NG catheter location could not be confirmed in four patients who underwent neck and subxiphoid US (including air-water mixture). In two of these patients the NG was folded in pharynx. In two other patients the NG tubes were not detected due to subcutaneous emphysema and the patients lack of cooperation for US exam. NG tube position was detected by direct chest X-ray in these two patients. Sensitivity was found to be 95.74%. Hyphen et al. [4] have found kappa value was 0.299 and sensitivity was 86.4% [4]. The difference may most likely be due to the fact that their study consisted of patients who had altered level of consciousness and the application of supine position.
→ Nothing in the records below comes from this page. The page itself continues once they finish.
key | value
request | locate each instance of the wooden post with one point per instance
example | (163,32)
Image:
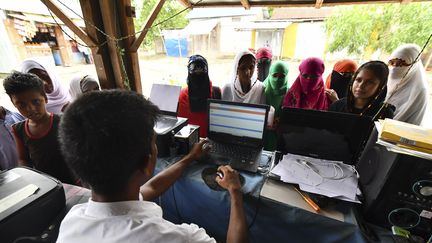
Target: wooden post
(150,19)
(92,14)
(109,15)
(131,58)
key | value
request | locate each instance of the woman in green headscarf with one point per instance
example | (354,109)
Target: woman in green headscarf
(276,86)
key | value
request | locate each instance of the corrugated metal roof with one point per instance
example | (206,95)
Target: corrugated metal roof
(201,13)
(263,25)
(202,27)
(37,7)
(301,13)
(284,3)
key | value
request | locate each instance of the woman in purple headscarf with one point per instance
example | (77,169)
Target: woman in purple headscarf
(308,91)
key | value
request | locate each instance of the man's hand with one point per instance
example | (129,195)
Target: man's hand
(199,149)
(230,180)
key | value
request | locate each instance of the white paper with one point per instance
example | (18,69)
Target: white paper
(319,176)
(16,197)
(396,149)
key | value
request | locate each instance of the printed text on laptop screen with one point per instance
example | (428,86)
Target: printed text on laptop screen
(165,96)
(237,120)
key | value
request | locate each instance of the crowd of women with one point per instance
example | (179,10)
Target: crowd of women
(396,89)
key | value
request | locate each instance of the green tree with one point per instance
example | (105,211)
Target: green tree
(378,27)
(170,8)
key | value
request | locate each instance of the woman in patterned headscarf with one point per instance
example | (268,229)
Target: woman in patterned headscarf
(366,92)
(244,86)
(193,99)
(58,97)
(407,87)
(340,77)
(308,90)
(264,56)
(82,84)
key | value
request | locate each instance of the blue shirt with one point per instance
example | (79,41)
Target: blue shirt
(8,152)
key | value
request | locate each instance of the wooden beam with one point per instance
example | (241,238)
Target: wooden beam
(245,4)
(68,22)
(185,3)
(318,3)
(150,19)
(91,12)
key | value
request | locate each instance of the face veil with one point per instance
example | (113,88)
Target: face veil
(198,83)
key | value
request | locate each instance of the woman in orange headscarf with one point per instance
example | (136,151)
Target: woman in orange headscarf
(341,76)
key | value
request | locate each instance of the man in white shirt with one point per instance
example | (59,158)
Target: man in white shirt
(107,139)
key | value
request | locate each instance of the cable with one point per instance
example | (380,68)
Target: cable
(256,210)
(134,34)
(52,16)
(410,67)
(175,205)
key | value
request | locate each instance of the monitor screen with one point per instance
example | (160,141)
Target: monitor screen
(238,120)
(324,135)
(165,96)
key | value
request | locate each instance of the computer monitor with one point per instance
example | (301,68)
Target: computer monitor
(323,134)
(239,120)
(165,97)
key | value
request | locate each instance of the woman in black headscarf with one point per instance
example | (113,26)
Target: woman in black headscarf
(366,92)
(193,99)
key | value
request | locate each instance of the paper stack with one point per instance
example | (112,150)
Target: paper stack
(329,178)
(401,137)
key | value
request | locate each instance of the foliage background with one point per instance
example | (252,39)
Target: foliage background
(383,27)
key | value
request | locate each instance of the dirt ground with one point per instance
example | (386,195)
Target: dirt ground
(170,70)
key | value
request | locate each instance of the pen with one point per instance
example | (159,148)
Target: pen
(309,201)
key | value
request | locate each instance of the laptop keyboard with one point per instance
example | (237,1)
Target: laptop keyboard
(234,151)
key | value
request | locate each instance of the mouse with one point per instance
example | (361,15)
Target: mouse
(209,175)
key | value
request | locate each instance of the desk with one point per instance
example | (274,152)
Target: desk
(189,200)
(279,214)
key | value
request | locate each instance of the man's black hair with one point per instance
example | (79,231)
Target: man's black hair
(18,82)
(106,136)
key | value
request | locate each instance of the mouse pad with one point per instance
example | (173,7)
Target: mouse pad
(209,177)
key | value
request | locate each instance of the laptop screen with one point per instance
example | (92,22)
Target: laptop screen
(165,97)
(237,119)
(321,134)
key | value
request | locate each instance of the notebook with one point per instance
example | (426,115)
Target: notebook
(236,133)
(166,98)
(323,134)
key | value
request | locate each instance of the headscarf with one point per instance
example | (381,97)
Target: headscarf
(264,56)
(79,84)
(409,94)
(308,93)
(376,102)
(233,90)
(198,84)
(275,88)
(338,82)
(59,97)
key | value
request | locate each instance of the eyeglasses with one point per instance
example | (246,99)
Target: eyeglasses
(398,63)
(197,68)
(346,74)
(309,76)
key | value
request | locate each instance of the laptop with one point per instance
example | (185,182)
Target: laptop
(323,134)
(235,131)
(166,98)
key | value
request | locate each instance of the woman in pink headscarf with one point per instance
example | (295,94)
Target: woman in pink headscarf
(308,91)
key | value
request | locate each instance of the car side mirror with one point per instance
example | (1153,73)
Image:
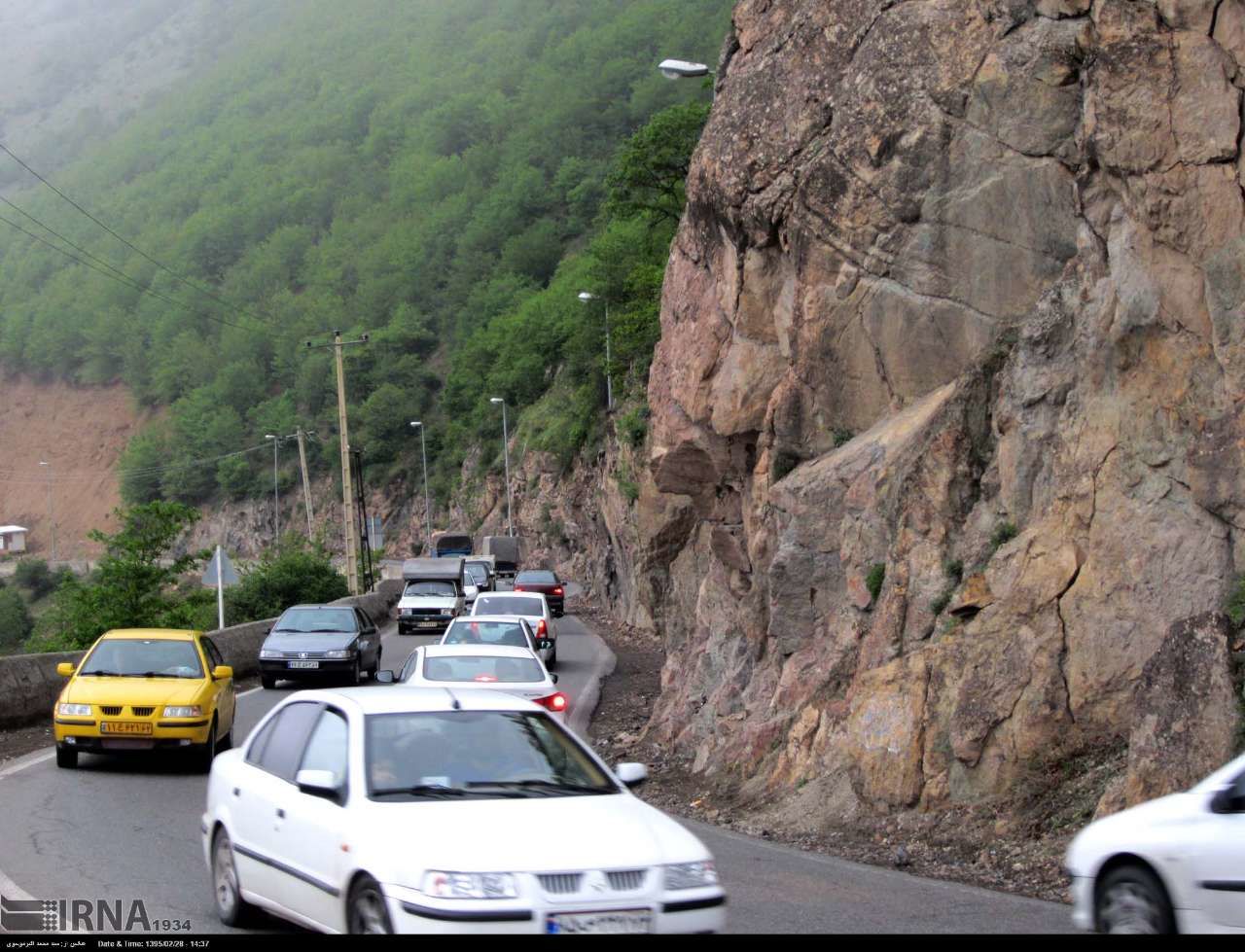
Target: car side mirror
(318,783)
(631,774)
Sensitivity reached 97.87% in our study when US was used together with auscultation verification. Previous studies did not reveal any statistical significance [4, 1316].

We think that linear probe could be useful for subxiphoid view with pediatric and thin patients so procedure could be completed with only one probe.
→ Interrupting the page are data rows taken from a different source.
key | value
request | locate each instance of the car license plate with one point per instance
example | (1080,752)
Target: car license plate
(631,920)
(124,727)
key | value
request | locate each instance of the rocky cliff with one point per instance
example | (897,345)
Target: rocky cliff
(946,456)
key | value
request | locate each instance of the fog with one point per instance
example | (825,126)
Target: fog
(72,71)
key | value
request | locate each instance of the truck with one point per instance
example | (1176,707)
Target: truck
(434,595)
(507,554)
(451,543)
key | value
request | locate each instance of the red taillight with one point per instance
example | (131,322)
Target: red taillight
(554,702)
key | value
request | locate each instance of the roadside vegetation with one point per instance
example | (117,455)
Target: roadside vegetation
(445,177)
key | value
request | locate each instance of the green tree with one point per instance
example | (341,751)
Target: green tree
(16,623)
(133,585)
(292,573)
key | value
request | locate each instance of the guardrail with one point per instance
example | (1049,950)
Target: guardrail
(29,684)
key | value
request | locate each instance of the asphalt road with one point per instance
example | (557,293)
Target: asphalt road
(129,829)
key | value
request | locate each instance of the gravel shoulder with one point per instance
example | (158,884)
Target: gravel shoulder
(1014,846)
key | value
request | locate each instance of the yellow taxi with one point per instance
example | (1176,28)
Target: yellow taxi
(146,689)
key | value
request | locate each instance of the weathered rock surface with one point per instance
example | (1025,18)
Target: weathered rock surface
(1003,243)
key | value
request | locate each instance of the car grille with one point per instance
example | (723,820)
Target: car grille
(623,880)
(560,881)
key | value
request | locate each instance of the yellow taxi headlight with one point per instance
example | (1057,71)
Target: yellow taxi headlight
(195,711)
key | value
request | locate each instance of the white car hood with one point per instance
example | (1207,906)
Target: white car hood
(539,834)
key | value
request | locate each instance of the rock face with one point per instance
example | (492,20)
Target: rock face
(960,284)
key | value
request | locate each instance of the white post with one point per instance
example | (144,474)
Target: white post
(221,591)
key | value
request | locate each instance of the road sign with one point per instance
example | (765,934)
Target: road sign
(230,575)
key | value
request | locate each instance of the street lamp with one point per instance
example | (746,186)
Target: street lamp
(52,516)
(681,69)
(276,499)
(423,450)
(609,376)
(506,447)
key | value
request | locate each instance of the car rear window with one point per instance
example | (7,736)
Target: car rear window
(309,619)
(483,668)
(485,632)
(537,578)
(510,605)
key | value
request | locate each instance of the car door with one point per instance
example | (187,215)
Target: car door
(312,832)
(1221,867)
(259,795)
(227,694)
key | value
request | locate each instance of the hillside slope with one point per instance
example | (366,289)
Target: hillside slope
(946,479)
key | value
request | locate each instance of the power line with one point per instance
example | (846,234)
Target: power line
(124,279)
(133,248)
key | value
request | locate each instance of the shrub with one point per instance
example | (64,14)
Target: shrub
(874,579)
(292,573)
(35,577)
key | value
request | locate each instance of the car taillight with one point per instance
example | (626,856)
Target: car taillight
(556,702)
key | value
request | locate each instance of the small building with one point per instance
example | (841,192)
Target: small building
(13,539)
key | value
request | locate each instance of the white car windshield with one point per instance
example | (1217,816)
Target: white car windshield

After placement of NG tube we recommend readers to perform the subxiphoid US as first step. If the tube can be seen in the stomach then no other intervention is needed. If the subxiphoid US is negative then we recommend they perform neck US. If the tube can be seen in esophagus with neck US, then advance the tube and check with air-saline injection and perform subxiphoid US again and look for dynamic ‘fogging’ to verify placement simultaneously. Lastly if the ultrasounds are positive, they are very predictive of good placement, but if negative, an X-ray should be done if possible prior to repositioning as the ultrasound can miss appropriately placed tubes. If X-ray is not available, then tube should be repositioned until ultrasound confirmed.

4.1. Limitations

We have a few important drawbacks for this study. First, our sample size could be larger. However, it is acceptable compared with the previous studies. Second, we have included the patients with high Glasgow Coma Scores. This fact might have affected the sensitivity.

4.2. Conclusion

In the light of our results, neck and subxiphoid US seem to be a method comparable to direct radiography in ED for verifying NG tube localization. Combination of giving air-water mixture and auscultation with US improves the sensitivity of US.

Accordingly, we highlight the role of US in verifying NG tube placement with several advantages in daily practice of emergency physicians. Further studies concerning the role of US in different patient groups (children, trauma, etc.) are awaited.

Data Availability

The data used to support the findings of this study are available from the corresponding author upon request.

Conflicts of Interest

The authors declare that they have no conflicts of interest.